*Sigh.*
Rogue Trader started out as a sort of RPG with minis, but quickly morphed into a miniatures game. Those are games with clear winner and loser. Regardless of how "narrative" you want it to be, people will want to win.
It was during 2nd edition - very early in 40K's lifetime - that GAMES WORKSHOP decided to host Grand Tournaments, and even threw in a couple of things to try to keep it balanced, such as removing a card from the strategy card deck that could just wreck a game depending on the armies involved. GAMES WORKSHOP, and the designers who made the games, decided to embrace that they made a game with winners and losers, and people like to compete.
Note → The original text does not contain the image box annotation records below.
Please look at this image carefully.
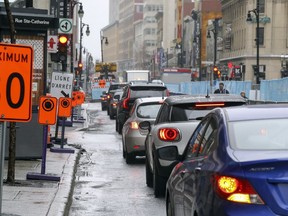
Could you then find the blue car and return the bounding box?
[157,104,288,216]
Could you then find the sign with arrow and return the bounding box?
[50,72,74,99]
[58,18,72,34]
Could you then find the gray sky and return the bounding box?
[81,0,109,60]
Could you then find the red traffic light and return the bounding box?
[58,35,68,44]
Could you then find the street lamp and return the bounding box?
[100,31,109,79]
[77,18,90,85]
[246,0,260,84]
[70,1,84,73]
[207,18,219,77]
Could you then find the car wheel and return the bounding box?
[145,157,153,188]
[166,195,175,216]
[118,122,123,134]
[153,159,166,198]
[126,151,135,164]
[109,112,113,119]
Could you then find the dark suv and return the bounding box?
[101,83,127,111]
[116,83,169,134]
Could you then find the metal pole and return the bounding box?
[255,0,260,84]
[78,18,83,86]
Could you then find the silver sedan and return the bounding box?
[122,97,165,164]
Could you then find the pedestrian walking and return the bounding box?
[240,91,248,99]
[214,82,229,94]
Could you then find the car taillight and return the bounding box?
[123,98,129,109]
[112,102,117,107]
[158,128,180,141]
[130,122,139,130]
[214,175,264,205]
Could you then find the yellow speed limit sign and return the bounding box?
[0,43,33,122]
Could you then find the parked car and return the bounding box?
[107,83,127,116]
[100,91,108,111]
[122,97,165,164]
[109,90,123,119]
[116,83,169,134]
[139,94,246,197]
[162,104,288,216]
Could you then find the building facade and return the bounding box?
[220,0,288,82]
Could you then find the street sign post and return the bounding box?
[50,72,74,99]
[0,43,33,122]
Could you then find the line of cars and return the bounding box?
[100,82,288,216]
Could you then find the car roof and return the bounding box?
[129,82,166,88]
[165,94,246,105]
[135,97,166,103]
[222,103,288,121]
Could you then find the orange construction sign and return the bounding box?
[38,96,57,125]
[58,97,72,117]
[0,43,34,122]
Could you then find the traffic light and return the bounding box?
[58,34,68,62]
[213,66,221,79]
[78,62,83,73]
[213,66,218,74]
[217,70,221,78]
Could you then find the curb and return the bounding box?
[47,149,81,216]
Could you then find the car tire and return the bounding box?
[166,195,175,216]
[115,118,119,132]
[145,154,153,188]
[126,151,135,164]
[118,122,124,134]
[153,159,166,198]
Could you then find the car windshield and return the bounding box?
[229,119,288,150]
[130,88,166,98]
[136,104,161,118]
[171,103,215,121]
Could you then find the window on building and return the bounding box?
[259,0,265,13]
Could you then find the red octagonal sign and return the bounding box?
[0,43,33,122]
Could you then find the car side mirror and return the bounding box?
[114,95,120,101]
[157,146,179,161]
[139,121,151,131]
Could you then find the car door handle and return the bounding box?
[180,169,188,178]
[195,167,201,173]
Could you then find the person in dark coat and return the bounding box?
[214,82,229,94]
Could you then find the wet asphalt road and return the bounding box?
[67,103,166,216]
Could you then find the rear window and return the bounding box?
[229,119,288,150]
[136,103,162,119]
[109,84,126,91]
[171,101,245,122]
[130,88,167,98]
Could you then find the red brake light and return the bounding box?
[214,175,264,204]
[158,128,180,141]
[123,98,129,109]
[130,122,139,130]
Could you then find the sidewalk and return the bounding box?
[1,123,83,216]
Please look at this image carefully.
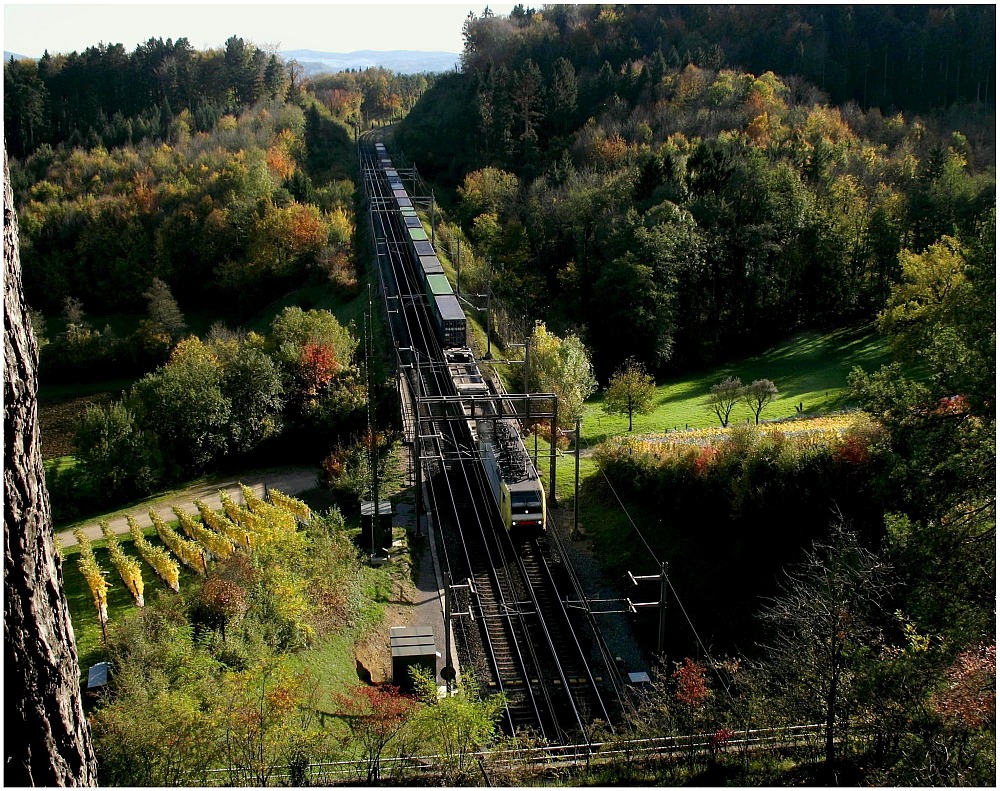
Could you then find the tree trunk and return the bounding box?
[3,152,97,786]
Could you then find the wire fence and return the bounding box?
[208,724,826,785]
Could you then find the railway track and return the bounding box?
[362,136,615,744]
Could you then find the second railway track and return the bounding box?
[360,134,619,744]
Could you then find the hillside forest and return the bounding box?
[4,4,996,785]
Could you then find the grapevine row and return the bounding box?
[101,519,146,607]
[125,514,181,592]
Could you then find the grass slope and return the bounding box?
[583,326,889,446]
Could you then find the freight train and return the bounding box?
[375,143,546,533]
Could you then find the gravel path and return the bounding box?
[56,467,319,547]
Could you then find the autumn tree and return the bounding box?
[337,685,418,783]
[743,379,778,425]
[3,152,97,786]
[143,277,187,338]
[413,675,507,786]
[604,359,656,431]
[705,376,743,428]
[528,322,597,427]
[761,523,890,766]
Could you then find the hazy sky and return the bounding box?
[3,0,513,58]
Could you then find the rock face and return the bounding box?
[3,153,97,786]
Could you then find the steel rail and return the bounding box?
[366,135,541,722]
[363,136,613,735]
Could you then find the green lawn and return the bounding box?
[583,327,889,447]
[525,328,889,566]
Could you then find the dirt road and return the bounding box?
[56,467,318,547]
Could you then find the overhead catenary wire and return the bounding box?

It is ridiculous to hear people act like tournaments are something new that go against what GW and its designers intended. The guys who freaking wrote the games hosted the tournaments. Jervis and Andy would attend and help run them. IIRC, I think Tuomas and maybe someone else (Alessio?) won a tournament or two before coming to work for GW, so they were hiring people who played in that environment to come write the games for them (and people actually liked what those guys did). Games Workshop holds staff tournaments. Seriously, the people who are bashing tournaments and claiming that it's wrong for people to want to play tournaments are the ones who are actually going against what Games Workshop intends with its games.
You want "narrative" games where you don't keep track of score? Cool, fine. I enjoy games where there's a story to them and it might give someone a bonus or penalty, though we still figure out who won or lost, because, you know, that's kind of the point of a game. But in honesty, you're in a very small minority if you don't think equal competition matters. It's not a hobby of WAAC players, but everyone wants to win, and it's good to have an equal chance for everyone before you take into account factors like skill.
People need to stop perpetuating this false myth that the gamers introduced tournaments recently and it ruined 40K. Games Workshop created the tournament circuits, Games Workshop hired tournament players, Games Workshop still runs tournaments in their own offices, Games Workshop staff encourage tournaments, Games Workshop used to host a tournament system for stores, and it has been like this for twenty years or so. So seriously, just stop already.